A week later, on Thursday, June 18 , the MSBM hosted its first webinar in the series, Local and International Supply Chain & Logistics during COVID Times, with a view to provide an understanding of the tools to build resilience and sustainability in supply chain logistics, as well as the critical success factors to optimise supply chain and logistics.
Under the guidance of moderator Dr Lawrence Nicholson, head of the Decision Sciences and Information Systems Unit, MSBM, the panellists provided information on their respective industries and the strategies being used to mitigate the fallout from the COVID-19 pandemic.

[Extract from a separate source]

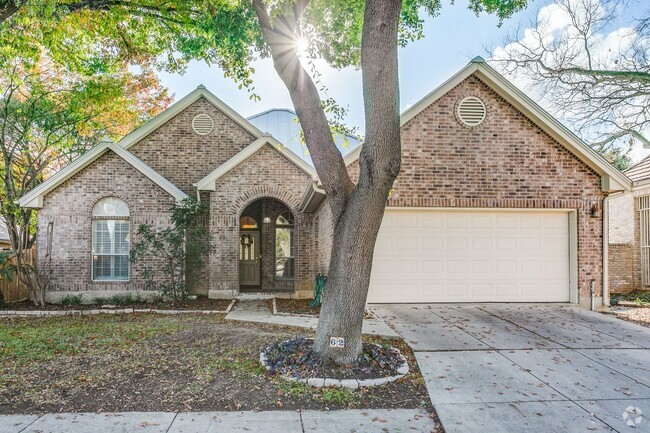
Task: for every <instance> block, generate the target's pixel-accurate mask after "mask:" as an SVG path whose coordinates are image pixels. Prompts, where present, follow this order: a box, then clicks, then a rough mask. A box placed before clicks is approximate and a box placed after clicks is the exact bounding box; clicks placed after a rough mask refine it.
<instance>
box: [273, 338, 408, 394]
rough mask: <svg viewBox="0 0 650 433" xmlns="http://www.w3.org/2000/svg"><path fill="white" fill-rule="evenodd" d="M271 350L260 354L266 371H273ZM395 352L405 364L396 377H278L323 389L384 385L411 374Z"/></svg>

Members of the panel included: Dianne Robinson, chief supply chain officer, GK Foods; Audley Deidrick, president and CEO of Airports Authority of Jamaica and NMIA Airports Limited; and Vice-President of Business Development — Port Authority of Jamaica Edmond Marsh.
To open the discussion, Robinson shared that GK Foods decided to minimise the negative effects of the disruption in the supply chain by, among other initiatives, moving quickly to secure alternative suppliers at the expense of increased lead times — from 6-12 weeks in some cases — with a reduced period in which to pay for the goods.
“In all of this, one must not lose sight of the fact that COVID-19 has become the ‘great accelerator’, forcing GraceKennedy and other companies to leverage the technology and put long-overdue systems in place,” she noted.
In turn, Diedrick reiterated the need to leverage existing technology, arguing that companies need to focus on the possibilities rather than the problems. He added that amid the negative effects of COVID-19 on the aviation industry, “we must recognise the opportunities for the emergence of technology and increasing efficiency of operations”.
For his part, Marsh highlighted the importance of the activities at ports since, for many across the world, logistics means activities in which water transport is the method used to move the bulk of cargo globally.
He further noted that, as with other industries, the port industry has been affected by the disruption in the supply chain and its fragility has been exposed. In this regard, Marsh suggested that it may be necessary to re-examine elements of globalisation and their effects on countries such as Jamaica.
While pointing out that location is one of Jamaica’s advantages in the movement of cargo — the Port of Kingston being among the top 100 ports in the world, with the most recent upgrading placing it in the category of “Panama-ready” — Marsh emphasized the urgent need to put systems in place to maximise this advantage.
Since its inception, MSBM has not only been the leader in business education in the region. The institution has also been a thought leader in developing and communicating insights to promote efficiency and innovation in both the private and public sectors. As such, the MSBM Business Review Media Series is another medium that supports the school’s advocacy role in facilitating meaningful discourse on topical issues while showcasing the scholarship of its faculty.